“Black Plague” Sweeps the Nation

Black Plague Sweeps the Nation

Yesterday was Thursday, Thursday
Today is Friday, Friday…
Tomorrow is Saturday
And Sunday comes afterwards

Sound familiar? Other than being the natural progression of time that we humans adhere too, these are lyrics to the recent internet sensation, Rebecca Black’s song “Friday.” Though Black’s name has elicited groans, screams and laughs, her video for “Friday,” has already achieved approximately 22 million views on YouTube (as of March 19). This does not include the views of parody videos or fan-made music videos for the same song.

The video was released on Feb. 10, 2011, but was posted on the blog “The Daily What” on March 11, 2011, which began its circulation on social networking sites such as Facebook, Tumblr and Twitter. As a result of these sites, the video has been one of the most popular Google searches within the past week. Black has already been interviewed on “Good Morning America” and The Daily Beast. The song was even played during WJ’s Spring Pep Rally on March 18, causing many sarcastically enthusiastic dances and exclamations throughout the crowd.

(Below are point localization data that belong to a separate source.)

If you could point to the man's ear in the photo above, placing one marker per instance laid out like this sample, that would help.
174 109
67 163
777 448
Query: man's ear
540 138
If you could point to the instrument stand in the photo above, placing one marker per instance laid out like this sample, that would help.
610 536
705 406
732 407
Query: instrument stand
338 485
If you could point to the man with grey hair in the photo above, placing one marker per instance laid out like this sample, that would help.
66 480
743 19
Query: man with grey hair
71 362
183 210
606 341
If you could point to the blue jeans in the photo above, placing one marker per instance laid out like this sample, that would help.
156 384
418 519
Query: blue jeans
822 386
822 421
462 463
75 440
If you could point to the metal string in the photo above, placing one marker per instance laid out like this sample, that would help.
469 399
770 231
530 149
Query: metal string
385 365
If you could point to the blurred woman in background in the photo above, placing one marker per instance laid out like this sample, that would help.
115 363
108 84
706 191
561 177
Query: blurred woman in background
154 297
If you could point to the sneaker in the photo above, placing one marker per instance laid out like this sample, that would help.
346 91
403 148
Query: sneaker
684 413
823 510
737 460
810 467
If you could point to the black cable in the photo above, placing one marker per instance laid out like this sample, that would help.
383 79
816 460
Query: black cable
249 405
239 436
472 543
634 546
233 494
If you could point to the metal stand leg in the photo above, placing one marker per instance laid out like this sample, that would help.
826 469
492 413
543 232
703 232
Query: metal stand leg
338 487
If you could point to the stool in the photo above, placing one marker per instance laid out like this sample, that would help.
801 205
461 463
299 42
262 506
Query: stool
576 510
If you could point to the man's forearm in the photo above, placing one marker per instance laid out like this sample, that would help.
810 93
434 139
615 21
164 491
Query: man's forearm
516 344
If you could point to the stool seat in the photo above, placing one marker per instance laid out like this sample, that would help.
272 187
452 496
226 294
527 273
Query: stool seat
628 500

So how has this 13 year-old from Southern California risen to such levels of fame?

By being awful.

According to Time magazine, the song is “a whole new level of bad.”

Even without the over-auto-tuned sound quality, the lyrics seem more like a parody of a pop song than an actual attempt at music. For example, in addition to singing the days of the week (see above), Black also discusses the ridiculous conflicts of her day, such as choosing which seat to take in a car (“Kicking in the front seat/Sitting in the back seat/Gotta make my mind up/ Which seat can I take?”).

“Once you listen to the lyrics, you start to realize what a train wreck we’re really dealing with,” said Time’s “NewsFeed” writer Megan Gibson.

To be fair, Black claims that she did not write the lyrics herself, and she only got the gig after her mother paid $2000 to the Ark Music Factory, which is a company that promotes aspiring tween singers.

According to the company’s website, “ARK’s main objective is to discover future #1 artists and produce the next outstanding star.”

The success of this company, this video and this girl are honestly a constant string of amusement for me, but I admit that the public’s harsh response should not be condoned. It is never okay to wish death upon someone else, no matter how bad her voice may be, and comments such as “I hope you go cut and die” are unacceptable.

Before posting hurtful comments like these, people need to consider the negative repercussions of them, and resort to the age-old aphorism: “If you don’t have anything nice to say, don’t say anything at all. But feel free to mock inwardly and watch incessantly, as long as the rudeness stays in your head.”

Editor’s Note: In case you physically live under a rock and have no idea how truly horrendous this song is, the video is embedded above. Enjoy. Or don’t.